Long story short we settled on DNN because of the vast community, relative extensibility in skinning and programming, and the cost -- free framework, inexpensive modules, fairly easy to develop modules for. We have been using DNN in production since May of 2007 though we started our development and testing phase in October or November of 2006. It has been a great move for us and we service rougly 15000 requests per day; our portal contains approximately 600 tabs, 60+ security roles (which is how we handle "department" sites -- we create a base page that has the rights to create/edit and then anybody with security to that page can spawn children pages and modules to them).
However... the powers that be have recently started stirring the pot and we are now going to start evaluating MOSS for our intranet. We belong to a Microsoft volume licensing package and already pay out the bum for it and since MOSS is included in our license, they want to actually use it. As I type this they are setting up some servers in VM for me to create a test site on and start evaluating it against our needs.
One thing that I've seen on the thread here and definitely agree with is that DNN == internet presence; MOSS == intranet presence. While either can be used for intranet or internet, it seems that you get the most power and functionality out of MOSS with its Office integration and very tight (and good) integration with AD. DotNetNuke has AD integration (I haven't looked at the new stuff, so my opinion here is based on older stuff) but I think it is mediocre at best. Office integration exists only when/if somebody writes a module to do it, but frankly anything out there pales in comparison to Microsoft integrating with their own stuff.
With ASP.NET 2.0, Sharepoint became a heck of a lot easier to develop and skin. They used to say that you couldn't reskin a WSS1.0 site... I've learned that you can but it was a pain in the bum. I'd provide examples here of sites I DID reskin in WSS1.0 but the company I worked for no longer exists and, as such, the sites have been migrated from WSS and are hosted elsewhere (so the point is moot). Anyway, masterpages were an excellent introduction into ASP.NET 2.0 and Sharepoint leverages that technology wonderfully. Web parts in WSS1.0/1.1 were crap. They were such a pain to do ANYTHING with so we ended up cheating and using a third party component which allowed us to host ASCX in a web part (I believe it was called smarttools or something like that), much like DNN. However, since Sharepoint was rebuilt from the ground up with WSS2 to support ASP.NET 2.0, their whole model actually works now. You can create your Web Parts in Visual Studio a heck of a lot easier now and the CAS isn't such a crap.
On the flipside, DNN's way of deploying modules is 100x better than Sharepoint is. Zip up my package and upload it, voila! Sharepoint is a bit trickier but by virtue of that trickery it is also much more secure. Lets face it, anybody can create a module for DNN and provide it for free and drive traffic to it, but then have it one massive trojan. The code is there and very easy to pull all sorts of information out of DNN using a module, then easily email it somewhere or do whatever you want with it. Scary? Sharepoint webparts are rarely free and typically have some pretty big players supporting them, so it is easy to trust them when installing them.

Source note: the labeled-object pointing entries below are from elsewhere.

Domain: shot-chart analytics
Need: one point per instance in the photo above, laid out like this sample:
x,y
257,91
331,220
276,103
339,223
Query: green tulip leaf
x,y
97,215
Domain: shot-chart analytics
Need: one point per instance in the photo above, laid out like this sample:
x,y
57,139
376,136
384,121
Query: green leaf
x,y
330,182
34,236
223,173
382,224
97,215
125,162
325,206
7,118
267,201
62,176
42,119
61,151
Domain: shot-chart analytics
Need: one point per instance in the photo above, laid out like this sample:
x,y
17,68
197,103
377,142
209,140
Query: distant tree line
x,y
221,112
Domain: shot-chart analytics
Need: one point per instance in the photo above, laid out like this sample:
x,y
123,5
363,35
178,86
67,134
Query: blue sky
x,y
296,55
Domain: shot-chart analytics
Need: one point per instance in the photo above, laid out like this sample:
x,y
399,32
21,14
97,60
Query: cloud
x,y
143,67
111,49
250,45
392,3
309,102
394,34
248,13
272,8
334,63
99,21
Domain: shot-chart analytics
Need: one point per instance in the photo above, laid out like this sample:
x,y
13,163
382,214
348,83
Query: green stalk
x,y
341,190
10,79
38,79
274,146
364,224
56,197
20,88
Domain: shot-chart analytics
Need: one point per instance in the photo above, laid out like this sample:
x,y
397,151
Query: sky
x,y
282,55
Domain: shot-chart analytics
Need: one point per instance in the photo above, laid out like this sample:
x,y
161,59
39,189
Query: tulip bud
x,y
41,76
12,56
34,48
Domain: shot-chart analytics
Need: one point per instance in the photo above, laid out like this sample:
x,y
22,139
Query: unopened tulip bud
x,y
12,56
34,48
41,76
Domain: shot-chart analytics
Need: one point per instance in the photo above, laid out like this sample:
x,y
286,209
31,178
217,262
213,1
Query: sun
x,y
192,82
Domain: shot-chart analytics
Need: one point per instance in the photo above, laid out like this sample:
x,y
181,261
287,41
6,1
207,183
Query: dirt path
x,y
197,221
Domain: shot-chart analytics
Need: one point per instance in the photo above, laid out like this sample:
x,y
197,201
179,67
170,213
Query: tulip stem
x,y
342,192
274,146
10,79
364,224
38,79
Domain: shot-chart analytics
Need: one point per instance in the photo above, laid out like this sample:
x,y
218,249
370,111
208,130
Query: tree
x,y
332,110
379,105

DNN modules are typically less than $200, though about 90% of them out there are crap. Sharepoint web parts are rarely less than $500 but they are very well developed and well supported, just a lot less to choose from.
A HUGE selling point for DNN is the community. Sharepoint has a community but (this is based on my experience with WSS1) it is not very responsive or helpful. The DNN community will generally answer your questions if they are well-formulated and well-placed, not to mention the sheer size of it. Is it well organized? No, but it is getting there.
DNN support -- if you want to pay for it you get it from the source or from other trusted members of the community (such as Mitchel Sellers). Microsoft support -- you get to call, wait in line, and then talk to somebody in India that you struggle to understand what the heck they are saying for half the call, then the other half the call trying to get them to understand what you are saying and prove that the problem you are describing really does exist and is well documented on the internet, you are just trying to get them to help you resolve it, end up getting escalated to somebody that natively speaks English (somebody out of Redmond finally), and they solve your problem in 5 minutes (true story, not with Sharepoint though).
Hopefully that gives you a little bit of insight into each side of the story.